The two scripts largely use the same MicrobiotaProcess functions; the main difference is *which `ps_` object you feed in for each task** (alpha, beta, composition plots).

What the “small” script currently does

• Creates one MPSE (often called mpse_abund) from a taxa-filtered plotting object (e.g. ps.ng.tax_abund / your ps_abund) and then runs alpha diversity + beta diversity + composition plotting all on that same MPSE.
• It also uses rarefied abundance (RareAbundance) as the input for some taxonomy abundance plots/heatmaps.

Implication: alpha/beta diversity are being computed on a taxa-filtered dataset, which can:

• artificially reduce richness (Observed/Chao1),
• shift Shannon/Simpson,
• and change distance structure (especially for presence/absence metrics, but also sometimes Bray).

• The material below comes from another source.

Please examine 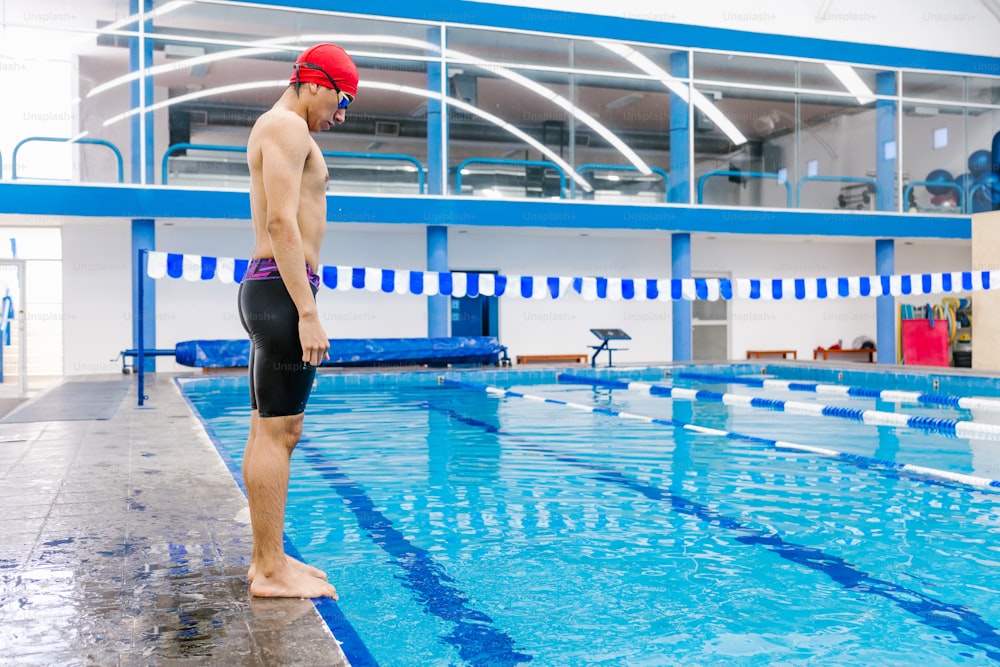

What the updated MicrobiotaProcess workflow (recommended) does

It splits the workflow into two MPSE objects, each built from the correct upstream ps_*:

1) Diversity MPSE (mpse_div)

Input: ps_filt (QC-filtered samples, full taxa set; not filtered “for plotting”)

• Alpha diversity: do rarefaction inside MPSE (mp_rrarefy()) and compute alpha on RareAbundance.
• Beta diversity (your current Bray+Hellinger): compute Hellinger from non-rarefied Abundance and then Bray/PCoA/PERMANOVA.

2) Plotting MPSE (mpse_plot)

Input: ps_abund_rel (taxa filtered for readability; relative abundance)

• Use this MPSE only for composition plots (stacked bars, heatmaps).

Implication: you keep diversity analyses biologically faithful (no “plotting filter”) while still producing clean, readable composition plots.

Other (non-critical) differences

• The updated script uses prune_samples() + prune_taxa() instead of overwriting otu_table() manually (safer / less error-prone).
• Outputs are consistently written into a figures/ directory.

Bottom line

Same MicrobiotaProcess functions; the updated script mainly fixes the *recommended `ps_` input choice** for each analysis type (diversity vs. plotting).